Weston looked at her a moment hesitatingly, and then made a little gesture of deprecation.

"It sounds absurd, of course, but I have a fancy that if I keep it up long enough I shall strike gold. You see I'm a water-finder, anyway."

"A water-finder?"

Weston nodded.

"It's an old English idea. Water evidently used to be scarcer there, and even now there are places where good wells aren't plentiful. You go along with a hazel twig, and it dips when you cross water running underground. That is, if you have the gift in you. Anybody can't do it. You think that quite foolish, don't you?"

Ida really did, though she did not seem to admit it.

"Have you ever tried the gift out here?" she asked.

"On the prairie, quite often. A good deal of it is burnt up and dry. I generally found water."

"You turned the--power--to account? I mean--you made--money out of it?"

There was a sudden change in Weston's face.

"No," he said, "I never took a cent."

"But why?"

"Well," replied the man slowly, "my mother had some old-world belief, and she said it was a special gift. She knew I had it. She said a thing of that kind should never be used for money."

"But haven't all those who claimed special powers--priests, magicians, medicine-men--always been willing to sell them?"

Her companion's eyes twinkled.

"Well, I dare say they have. Still, you see, it's possible that they never really had the gifts they claimed at all. Now I--can--find water, and I have a notion that I can find the precious metals too.

Quite absurd, isn't it?"

Ida thought it was, but the quiet confidence behind his whimsical manner appealed to her. He was, it seemed, a man of simple character and few ideas, but she knew that he had nerve and vigor, and, after all, the western Dominion is the land of strenuous, all-daring, simple men. Besides, she had watched the resolution flash into his young face when he stood facing the angry crowd of track-graders with the ax in his hand, and she had seen very much the same tenacity and steadfastness stamped on the faces of successful men. Her father was one, and he was a man who had scarcely been educated, and was certainly devoid of any complexity of character. Stirling had made his mark by smashing down opposition, and, when that was not possible, grimly holding on and bearing the blows dealt him. There was, as she recognized, something to be said in favor of that kind of man.

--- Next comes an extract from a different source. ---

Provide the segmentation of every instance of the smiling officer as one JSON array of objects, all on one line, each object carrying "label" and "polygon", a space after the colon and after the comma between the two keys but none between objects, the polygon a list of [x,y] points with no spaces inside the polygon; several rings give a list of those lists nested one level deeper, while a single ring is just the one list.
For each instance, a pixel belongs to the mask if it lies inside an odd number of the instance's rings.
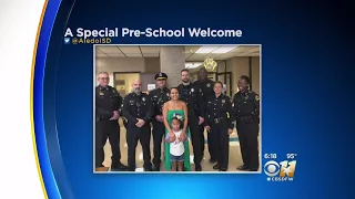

Then Kinnaird came up through the bush with his rod and a few troutlings, dry-shod and immaculate in a jacket that fitted him like a uniform, and Ida went back to camp with him. She fancied, however, that her father or Weston, who sat still and filled his pipe again, would have come back with a heavy fish, or at least thorn-rent and dripping wet.

CHAPTER IV

IDA'S FIRST ASCENT

The party had spent another day or two beside the lake when, one drowsy afternoon, Kinnaird, who sat on the hot, white shingle by the water's edge, with a pair of gla.s.ses in his hand, sent for Weston.

Miss Kinnaird and Ida Stirling were seated among the boulders not far away.